Tuesday, October 24, 2017
Flatline is very good. It is probably one of the scarier Doctor Who stories of the New Doctor Who era. Not just that it manages to be fun and continue the thread of Clara's relationship with Danny, her dishonesty and her increasing 'addiction' to the Doctor's universe. In this story, she even gets to play at being The Doctor. To the Doctor's own chagrin.
There's even a companion for Clara, Rigsy. He's a graffiti artist who might actually be an artist. [Pause here for discussion about graffiti and art before getting into the depths about what is art and who gets to decide.] Rigsy is played by Jovian Wade, who does a fine job being a companion. He also gets to (almost) die a courageous death but is gazumped by Clara's hairband.
Even the pre-credit sequence is quite dark and it tips us - the viewer - off to the problem we might be facing, but that it takes the Doctor and Clara a little more time to realise. The scene with PC Forrest (Jessica Hayles) is pretty damn disturbing. It becomes even more so when we realise that the 'Boneless' have 'graffitied' her nervous system all over the wall.
Meanwhile, the Doctor is trapped in the ever-shrinking TARDIS - its external dimensions at least - and trying to work out that problem. Of course, the two are linked. Unusually in this story, we're ahead of the Doctor and Clara as we've seen what happens to people already. They haven't. It's only when the Community punishment team are attacked right in front of Clara that we realise what's happening.
The Doctor is Doctor enough to at least try and work out whether the 'Boneless' understand what they are doing (and are therefore not very nice) or if they're just trying to communicate. Unaware that their two-dimensional universe is pretty fatal for us three-dimensional beings. They've been trying to communicate but now are they trying to invade? It's a quandary that lasts a short time as the 'Boneless' kill another member Community punishment team - poor number 22 aka George. That's the point at which the Doctor decides he needs to take things into his own hands I suspect but he's a bit stumped by the ever-shrinking TARDIS, especially when it is dropped onto the railway line following a brief argument between Clara and the grumpy Fenton (a magnificent Christopher Fairbank.)
We get one of the Doctor's big speeches about who he is. Once again I think this is aimed less at the aliens and more at the audience at home. It's an 'I am the Doctor' writ large and in firey capital letters. I like Capaldi's delivery of the speech, I'm just not at home with the Doctor being turned into this legend. A legend who, periodically, needs to either remind people of his own legendary status via speeches (or get other people to do it on his behalf.) I know they can be fun. I know they can be endlessly quotable but they just don't seem very Doctor-ish. It's his enemies that make grand 'people's of the universe please attend' style speeches. It gloriously illustrates their pompousness (and often their lack of humour) so I'm always a bit uncomfortable when the Doctor does it.

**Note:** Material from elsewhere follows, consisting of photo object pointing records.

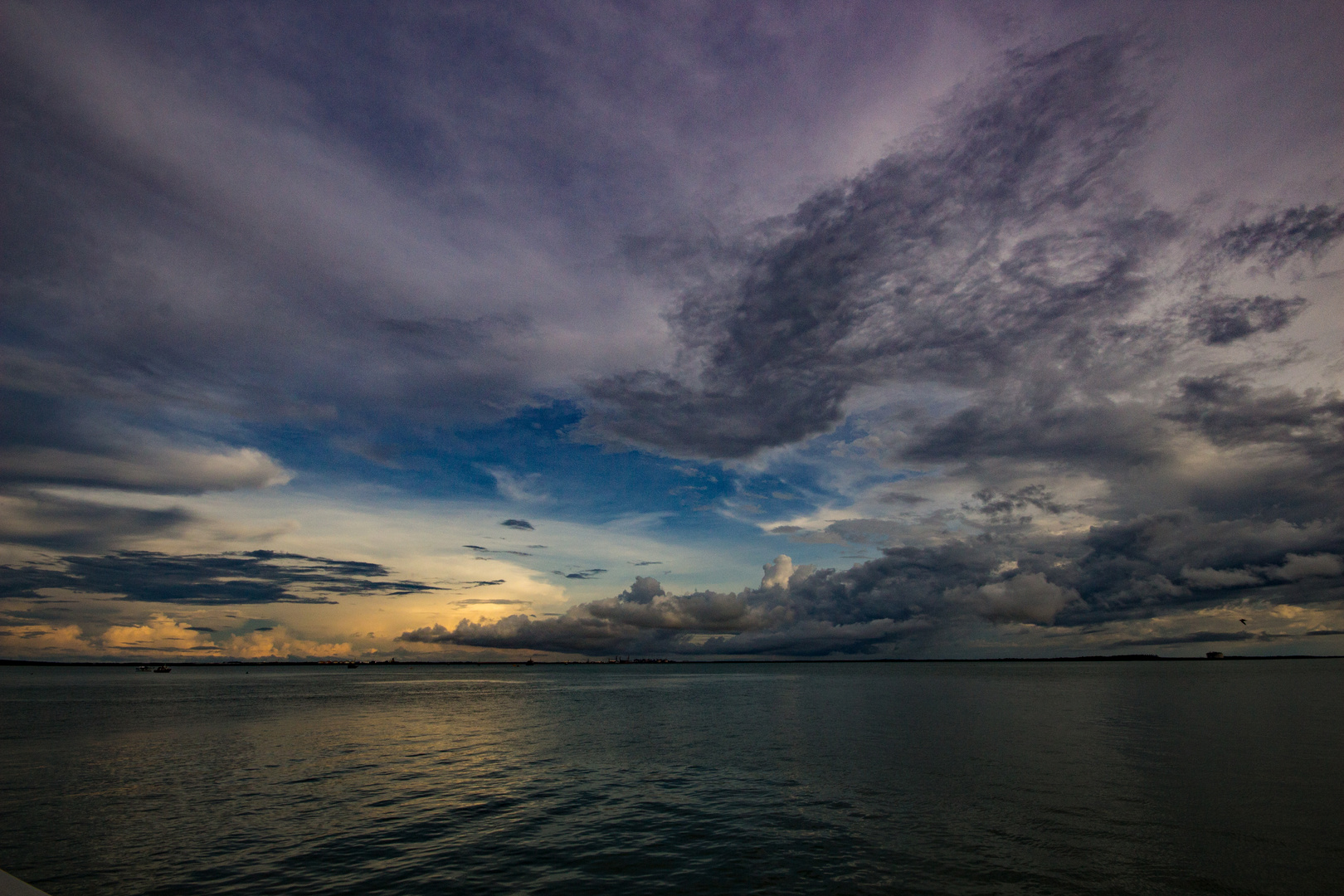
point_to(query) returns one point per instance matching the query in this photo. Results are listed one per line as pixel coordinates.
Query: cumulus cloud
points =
(997, 242)
(256, 577)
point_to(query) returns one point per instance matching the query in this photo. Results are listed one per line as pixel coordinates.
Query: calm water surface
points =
(968, 778)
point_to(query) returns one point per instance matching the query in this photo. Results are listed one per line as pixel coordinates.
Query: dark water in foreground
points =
(969, 778)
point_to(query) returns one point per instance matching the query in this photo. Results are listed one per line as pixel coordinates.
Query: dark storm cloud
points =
(997, 238)
(908, 596)
(1277, 238)
(1195, 637)
(1218, 323)
(1008, 246)
(38, 519)
(257, 577)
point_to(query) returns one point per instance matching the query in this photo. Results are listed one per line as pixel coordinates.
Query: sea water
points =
(823, 778)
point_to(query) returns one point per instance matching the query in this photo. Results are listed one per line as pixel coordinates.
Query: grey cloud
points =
(257, 577)
(1034, 496)
(1218, 323)
(1277, 238)
(913, 596)
(992, 242)
(1195, 637)
(45, 520)
(903, 497)
(581, 574)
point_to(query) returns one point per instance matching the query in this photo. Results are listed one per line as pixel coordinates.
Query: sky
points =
(491, 331)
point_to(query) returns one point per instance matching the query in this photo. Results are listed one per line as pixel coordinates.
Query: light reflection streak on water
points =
(958, 778)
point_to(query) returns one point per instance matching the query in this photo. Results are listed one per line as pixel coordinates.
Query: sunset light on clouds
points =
(460, 332)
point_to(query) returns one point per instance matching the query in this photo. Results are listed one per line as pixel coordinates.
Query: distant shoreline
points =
(1121, 657)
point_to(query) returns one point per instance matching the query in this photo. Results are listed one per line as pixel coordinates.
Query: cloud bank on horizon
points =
(1074, 397)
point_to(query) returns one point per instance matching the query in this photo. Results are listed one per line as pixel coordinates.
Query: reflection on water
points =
(960, 778)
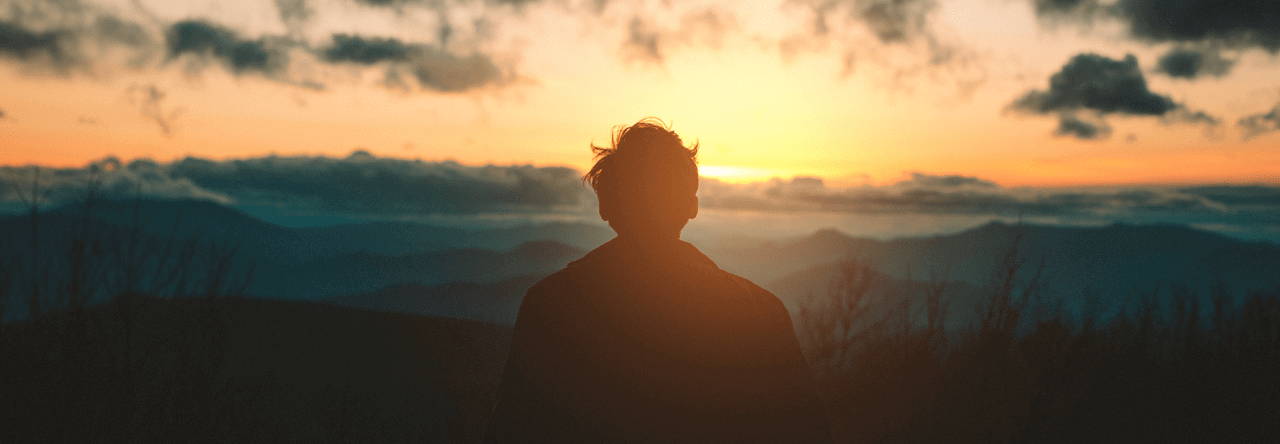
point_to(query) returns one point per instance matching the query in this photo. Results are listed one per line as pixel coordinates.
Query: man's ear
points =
(606, 210)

The solution Clara comes up with is clever and ridiculous. But it works. The TARDIS, which by this point had been reduced to a large block had lost its Police Box exterior and is in 'lockdown'. We get to see this process reversed and victory is Clara's (and the Doctor's). There's a nice farewell scene for the survivors, which includes the unpleasant git Fenton. And git is the only word that really fits that one can use in a family blog.
However, we get to see the Doctor and Clara discussing Clara's 'Day As The Doctor'. Clara seems to want to be graded like it is homework but the Doctor is less comforting. I'm not sure if the Doctor is worried about Clara's behaviour or still fretting about whether he's a 'good man' or not. Possibly a bit of both but he doesn't applaud Clara's work the way she expects. And we all now know that Clara's lying to Danny. The Doctor calls her out on it but we never have it properly discussed. That's a thread to pull at on another day.
So, to conclude Flatline is an excellent story. I haven't commented on the weird jerkiness of the 'Boneless' once they start to get their heads around three-dimensions. Were they working towards perfect replicas? Whatever. They're a creepy addition to the Doctor Who universe, although whether they've got much comebackability [Yes, I'm making up words again.] is moot. It's fantastically well-written by Jamie Mathieson and directed by Douglas McKinnon. It might be my favourite story of the Series 8 - so far.
Next up - In The Forest of the Night, which I think I'm expected not to like if its reception on the first broadcast is anything to go by but as I'm the sort of fan that loves The Web Planet, The Gunfighters, The Horns of Nimon and The Happiness Patrol we shall see. I have a high tolerance for whimsy, as you should have already realised.